Home

morfem.id

morfem.id

Your Trusted Voice Across the World.

Search

Pihak Yaqut Bantah Isu Transaksi Uang dalam Kasus Haji

Avatar super admin
super admin
April 27, 2026
Pihak Yaqut Bantah Isu Transaksi Uang dalam Kasus Haji

JAKARTA – Tim kuasa hukum eks Menteri Agama Yaqut Cholil Qoumas menegaskan tidak pernah ada penerimaan maupun pemberian uang dalam kasus dugaan korupsi kuota haji.

Melansir Metrotvnews.com, dia memastikan jika ada pihak yang mengeklaim soal penerimaan dan pemberian uang tersebut, maka informasi tersebut tidak benar.

“Apabila terdapat pihak-pihak tertentu yang mengaku menerima perintah dari Klien Kami atau melaksanakan perintah Klien Kami terkait hal tersebut, maka pernyataan demikian adalah tidak benar dan harus dibuktikan secara sah, bukan disebarluaskan sebagai kebenaran yang telah final dan terbukti,” tegas Dodi S. Abdulkadir, salah satu tim kuasa hukum Yaqut dalam surat hak jawab kepada Metrotvnews.com, Senin (27/4/2026).

Dia menjelaskan Yaqut tak pernah dikonfirmasi secara langsung dan berimbang mengenai keberadaan uang USD1 juta, yang disebut Komisi Pemberantasan Korupsi (KPK) telah disita.

Menurut dia, KPK juga tidak pernah menjelaskan alur uang tersebut dan tidak pernah mengonfrontasi soal keberadaan uang tersebut.

“Tidak pernah ditanya apakah pernah menerima uang itu, dan tidak pernah pula ditanya apakah pernah memberikan uang itu, baik sendiri maupun melalui pihak lain,” ujar dia.

Menurut dia, dalam keadaan seperti itu, pemberitaan yang menggunakan formulasi afirmatif seolah-olah telah terjadi pemberian oleh Yaqut, telah membentuk persepsi kliennya melakukan perbuatan tersebut.

Dengan sendirinya, lanjut dia, Yaqut telah “dihukum” di ruang publik sebelum ada pembuktian kebenaran materiil melalui proses pemeriksaan di pengadilan.

“Hal ini merupakan bentuk trial by the press yang nyata-nyata mencederai asas praduga tidak bersalah dan hak Klien Kami untuk memperoleh proses hukum yang adil,” terangnya.

Lebih lanjut, pemberitaan soal penyitaan uang tersebut dibangun hampir seluruhnya dari pernyataan aparat penegak hukum dalam suatu konferensi pers.

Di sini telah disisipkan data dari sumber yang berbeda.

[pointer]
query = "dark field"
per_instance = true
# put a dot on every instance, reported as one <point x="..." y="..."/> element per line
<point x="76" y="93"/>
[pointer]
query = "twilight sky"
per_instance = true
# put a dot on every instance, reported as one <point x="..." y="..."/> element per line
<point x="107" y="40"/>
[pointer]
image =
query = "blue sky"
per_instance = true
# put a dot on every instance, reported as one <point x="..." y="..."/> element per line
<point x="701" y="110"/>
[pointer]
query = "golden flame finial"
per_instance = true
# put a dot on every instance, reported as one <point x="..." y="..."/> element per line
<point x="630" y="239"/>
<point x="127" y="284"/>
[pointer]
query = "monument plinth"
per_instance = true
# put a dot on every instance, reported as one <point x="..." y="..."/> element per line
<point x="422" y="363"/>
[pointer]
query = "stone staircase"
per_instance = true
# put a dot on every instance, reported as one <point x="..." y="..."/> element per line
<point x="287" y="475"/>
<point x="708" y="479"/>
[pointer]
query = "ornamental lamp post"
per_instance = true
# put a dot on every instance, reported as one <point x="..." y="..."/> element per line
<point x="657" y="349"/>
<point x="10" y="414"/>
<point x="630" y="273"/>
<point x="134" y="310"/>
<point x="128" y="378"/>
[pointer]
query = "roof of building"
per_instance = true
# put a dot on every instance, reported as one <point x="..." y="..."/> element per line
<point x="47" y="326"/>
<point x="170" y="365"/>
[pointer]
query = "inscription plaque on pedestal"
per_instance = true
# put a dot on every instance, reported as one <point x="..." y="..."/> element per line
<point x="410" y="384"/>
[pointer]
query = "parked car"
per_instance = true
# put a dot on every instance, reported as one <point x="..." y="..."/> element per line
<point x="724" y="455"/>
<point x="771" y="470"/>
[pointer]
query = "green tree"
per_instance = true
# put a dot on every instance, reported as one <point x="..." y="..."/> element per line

Sedangkan, pihaknya tidak memiliki ruang untuk memberikan tanggapan, penjelasan, atau bantahan agar berimbang.

“Padahal salah satu anggota Pansus sendiri, diberitakan menyatakan tidak mengetahui adanya hal tersebut dan mengaku terkejut atas narasi upaya pengondisian dimaksud,” ucap dia.

Tim hukum Yaqut menjelaskan dalam perkara pidana, terlebih yang belum pernah diputus oleh putusan pengadilan yang berkekuatan hukum tetap, penggunaan bahasa pemberitaan wajib tetap berada dalam kerangka dugaan.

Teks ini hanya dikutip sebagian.